Question

a new member here. Nice to see such a neat community.

After a bit of research, I decided to use WCF in my application to do inter process communication, so I am using the NetNamedPipeBinding binding.

The ServiceHost hosting application is not a dedicated server, so it has to spawn the ServiceHost via a thread. So far so good.

So I have something like the following:

Foo()
{
    Thread serverThread = new Thread(new ThreadStart(ServerThread));
    serverThread.Start();
    Console.WriteLine("Foo Exited");
}

ServerThread()
{
   Uri baseAddress = new Uri("net.pipe://localhost/service");
   ServiceHost serviceHost = new ServiceHost(typeof(MyService), baseAddress);
   ...
   serviceHost.Open();
   Console.WriteLine("Server Thread Exited");
}

So as expected, I see:

->   Server Thread Exited
->   Foo Exited

But to my surprise, even though the thread the server is running on has excited, the client can still connect to the serviceHost and the service host processes the request properly!

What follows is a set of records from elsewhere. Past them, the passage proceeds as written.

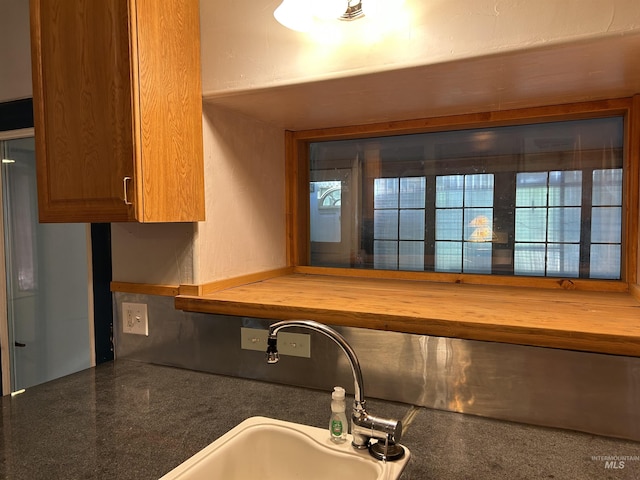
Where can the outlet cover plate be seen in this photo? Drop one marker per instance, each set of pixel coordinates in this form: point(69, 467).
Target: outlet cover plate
point(294, 344)
point(135, 319)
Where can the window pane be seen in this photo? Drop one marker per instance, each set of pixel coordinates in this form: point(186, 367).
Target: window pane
point(565, 189)
point(531, 189)
point(412, 192)
point(478, 190)
point(607, 187)
point(324, 209)
point(385, 255)
point(478, 224)
point(529, 259)
point(477, 258)
point(564, 225)
point(385, 225)
point(531, 224)
point(385, 193)
point(449, 224)
point(411, 256)
point(448, 256)
point(605, 261)
point(606, 225)
point(411, 224)
point(493, 200)
point(563, 260)
point(449, 191)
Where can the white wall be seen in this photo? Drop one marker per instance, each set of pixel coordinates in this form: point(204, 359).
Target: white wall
point(245, 198)
point(244, 48)
point(15, 53)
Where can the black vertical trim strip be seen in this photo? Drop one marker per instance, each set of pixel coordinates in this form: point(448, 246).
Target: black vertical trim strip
point(102, 303)
point(16, 114)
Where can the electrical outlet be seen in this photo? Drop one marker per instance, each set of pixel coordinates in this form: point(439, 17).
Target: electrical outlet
point(135, 319)
point(294, 344)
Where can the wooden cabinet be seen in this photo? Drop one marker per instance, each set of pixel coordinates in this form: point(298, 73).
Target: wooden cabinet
point(118, 110)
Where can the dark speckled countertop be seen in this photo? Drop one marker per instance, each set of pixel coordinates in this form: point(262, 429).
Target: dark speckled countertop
point(129, 420)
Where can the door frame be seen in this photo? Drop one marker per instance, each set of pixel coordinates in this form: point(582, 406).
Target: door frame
point(5, 348)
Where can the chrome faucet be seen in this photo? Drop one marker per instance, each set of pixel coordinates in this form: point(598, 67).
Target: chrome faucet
point(364, 427)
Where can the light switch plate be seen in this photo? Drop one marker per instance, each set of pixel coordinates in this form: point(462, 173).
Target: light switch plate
point(294, 344)
point(135, 319)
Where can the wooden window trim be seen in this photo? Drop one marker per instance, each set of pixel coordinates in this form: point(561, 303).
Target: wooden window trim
point(297, 174)
point(578, 314)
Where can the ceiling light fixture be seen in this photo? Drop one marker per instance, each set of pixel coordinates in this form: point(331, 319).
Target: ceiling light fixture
point(300, 15)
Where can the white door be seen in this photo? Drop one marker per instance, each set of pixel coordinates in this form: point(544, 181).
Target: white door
point(47, 331)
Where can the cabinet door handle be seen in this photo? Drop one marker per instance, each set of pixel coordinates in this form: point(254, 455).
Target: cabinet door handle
point(124, 182)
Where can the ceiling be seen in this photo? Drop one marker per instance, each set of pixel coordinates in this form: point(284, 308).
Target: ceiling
point(572, 72)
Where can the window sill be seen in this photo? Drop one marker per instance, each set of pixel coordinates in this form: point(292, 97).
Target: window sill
point(602, 322)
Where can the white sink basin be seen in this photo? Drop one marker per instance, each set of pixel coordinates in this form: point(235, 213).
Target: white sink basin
point(266, 449)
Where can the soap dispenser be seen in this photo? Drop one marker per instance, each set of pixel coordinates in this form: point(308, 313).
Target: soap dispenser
point(338, 425)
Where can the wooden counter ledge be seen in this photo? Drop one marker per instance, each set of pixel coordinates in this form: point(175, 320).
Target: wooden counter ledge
point(603, 322)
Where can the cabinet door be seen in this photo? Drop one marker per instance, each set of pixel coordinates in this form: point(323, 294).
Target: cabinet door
point(168, 110)
point(83, 109)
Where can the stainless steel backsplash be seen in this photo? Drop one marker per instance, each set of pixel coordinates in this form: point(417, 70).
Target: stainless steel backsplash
point(587, 392)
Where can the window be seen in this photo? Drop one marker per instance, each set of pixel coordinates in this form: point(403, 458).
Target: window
point(534, 200)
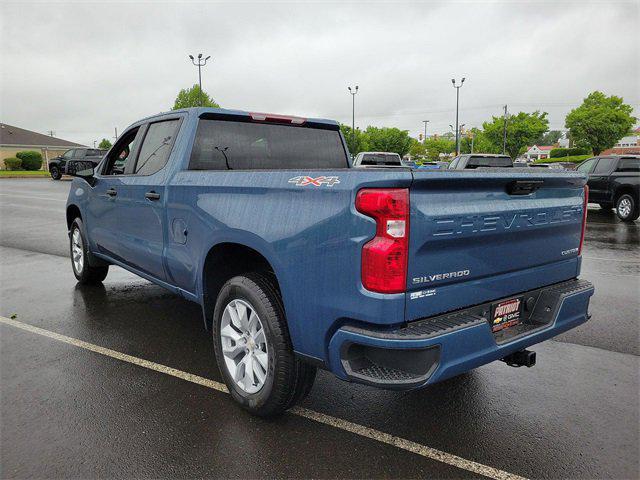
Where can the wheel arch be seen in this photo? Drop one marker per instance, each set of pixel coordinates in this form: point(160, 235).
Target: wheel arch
point(623, 189)
point(224, 261)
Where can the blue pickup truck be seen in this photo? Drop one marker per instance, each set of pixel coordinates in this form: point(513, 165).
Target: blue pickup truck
point(391, 277)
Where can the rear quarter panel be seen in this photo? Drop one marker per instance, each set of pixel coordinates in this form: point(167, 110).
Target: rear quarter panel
point(311, 235)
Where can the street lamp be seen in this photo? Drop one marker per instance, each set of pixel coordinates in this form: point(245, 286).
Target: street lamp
point(353, 109)
point(457, 87)
point(200, 63)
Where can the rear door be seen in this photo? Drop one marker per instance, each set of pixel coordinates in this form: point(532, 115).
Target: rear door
point(599, 179)
point(477, 236)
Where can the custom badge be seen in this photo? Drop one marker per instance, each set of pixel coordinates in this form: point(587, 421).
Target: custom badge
point(303, 181)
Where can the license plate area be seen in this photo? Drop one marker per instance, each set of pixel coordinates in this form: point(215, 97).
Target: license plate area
point(506, 314)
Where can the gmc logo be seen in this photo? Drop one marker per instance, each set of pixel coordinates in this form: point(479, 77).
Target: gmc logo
point(507, 221)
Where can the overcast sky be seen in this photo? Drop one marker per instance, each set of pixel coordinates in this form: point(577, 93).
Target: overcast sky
point(81, 69)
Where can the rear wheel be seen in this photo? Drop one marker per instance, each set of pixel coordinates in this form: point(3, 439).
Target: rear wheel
point(56, 173)
point(83, 271)
point(253, 348)
point(627, 208)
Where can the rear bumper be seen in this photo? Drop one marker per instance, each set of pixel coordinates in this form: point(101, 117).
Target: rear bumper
point(434, 349)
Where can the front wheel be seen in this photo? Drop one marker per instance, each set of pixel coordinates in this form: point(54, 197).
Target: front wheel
point(56, 173)
point(627, 208)
point(253, 348)
point(83, 271)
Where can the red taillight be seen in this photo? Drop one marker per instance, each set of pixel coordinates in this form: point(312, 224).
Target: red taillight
point(270, 117)
point(584, 217)
point(384, 258)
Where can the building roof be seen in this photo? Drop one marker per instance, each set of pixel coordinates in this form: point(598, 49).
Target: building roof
point(19, 137)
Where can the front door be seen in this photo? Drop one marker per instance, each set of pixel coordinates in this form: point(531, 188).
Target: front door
point(103, 209)
point(142, 197)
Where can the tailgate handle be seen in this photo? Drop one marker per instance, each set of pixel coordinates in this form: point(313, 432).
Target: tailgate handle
point(523, 187)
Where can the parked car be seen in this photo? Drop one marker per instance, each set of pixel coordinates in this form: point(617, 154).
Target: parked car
point(377, 159)
point(58, 165)
point(614, 182)
point(476, 160)
point(392, 277)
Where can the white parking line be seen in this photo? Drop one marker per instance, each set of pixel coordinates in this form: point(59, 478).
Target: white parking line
point(366, 432)
point(34, 197)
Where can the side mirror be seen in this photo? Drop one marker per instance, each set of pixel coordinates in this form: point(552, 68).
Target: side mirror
point(82, 169)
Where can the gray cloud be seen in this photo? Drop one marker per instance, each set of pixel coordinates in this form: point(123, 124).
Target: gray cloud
point(82, 68)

So how come the ServiceHost is still processing and treating requests even though it's main thread (the one it was created on) is dead?

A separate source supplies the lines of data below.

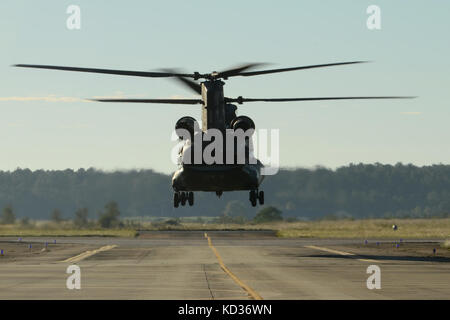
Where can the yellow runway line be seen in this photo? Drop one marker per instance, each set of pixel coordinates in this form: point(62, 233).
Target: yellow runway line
point(87, 254)
point(342, 253)
point(250, 291)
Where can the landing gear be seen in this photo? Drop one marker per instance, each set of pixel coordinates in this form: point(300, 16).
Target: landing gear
point(191, 198)
point(255, 196)
point(176, 200)
point(182, 197)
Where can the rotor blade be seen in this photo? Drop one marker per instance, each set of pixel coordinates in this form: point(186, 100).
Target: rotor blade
point(255, 73)
point(237, 70)
point(171, 101)
point(107, 71)
point(241, 99)
point(194, 86)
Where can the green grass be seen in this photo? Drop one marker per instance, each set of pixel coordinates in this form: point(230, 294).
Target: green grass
point(370, 228)
point(63, 231)
point(366, 229)
point(446, 244)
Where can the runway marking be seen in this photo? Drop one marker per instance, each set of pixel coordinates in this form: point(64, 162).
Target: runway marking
point(87, 254)
point(249, 290)
point(342, 253)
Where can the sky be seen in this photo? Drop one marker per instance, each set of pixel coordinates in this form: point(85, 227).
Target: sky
point(46, 124)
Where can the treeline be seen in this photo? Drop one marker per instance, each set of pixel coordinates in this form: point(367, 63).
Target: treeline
point(354, 191)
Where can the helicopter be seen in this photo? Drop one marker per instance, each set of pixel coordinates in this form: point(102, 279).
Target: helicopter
point(218, 113)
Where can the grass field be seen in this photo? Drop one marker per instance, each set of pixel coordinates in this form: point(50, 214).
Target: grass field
point(362, 229)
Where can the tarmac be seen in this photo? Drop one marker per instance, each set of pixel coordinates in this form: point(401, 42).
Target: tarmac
point(204, 265)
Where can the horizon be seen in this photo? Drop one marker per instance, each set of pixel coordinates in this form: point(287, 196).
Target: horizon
point(313, 168)
point(46, 123)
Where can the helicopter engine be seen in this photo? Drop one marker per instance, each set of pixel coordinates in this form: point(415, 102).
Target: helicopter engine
point(242, 122)
point(186, 123)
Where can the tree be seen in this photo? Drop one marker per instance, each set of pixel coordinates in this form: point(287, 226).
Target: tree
point(268, 214)
point(81, 218)
point(56, 216)
point(110, 217)
point(25, 222)
point(8, 216)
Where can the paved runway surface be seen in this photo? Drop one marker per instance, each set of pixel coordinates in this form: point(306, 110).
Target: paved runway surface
point(183, 265)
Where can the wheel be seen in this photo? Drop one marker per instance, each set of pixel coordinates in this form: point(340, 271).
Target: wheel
point(191, 198)
point(176, 199)
point(183, 198)
point(261, 197)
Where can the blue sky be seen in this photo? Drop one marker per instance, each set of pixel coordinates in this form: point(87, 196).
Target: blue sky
point(410, 57)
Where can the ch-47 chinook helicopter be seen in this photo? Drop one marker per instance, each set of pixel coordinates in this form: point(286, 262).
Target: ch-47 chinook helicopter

Also is there a better way to keep the ServerThread alive then a while(true){Thread. Sleep(100);}?

Thanks.

Was it helpful?

Solution

When you call Open on the ServiceHost, an additional thread will be created to listen for incoming service requests. In this way, your thread may have finished running, but another thread has been created, and will continue to run until you call "Close" on the ServiceHost.

It may not be necessary in your case to spawn off a thread yourself. Just Open your ServiceHost in the application's main thread. You can then do other things in your main thread, and when you're ready to kill the host, just call serviceHost.Close().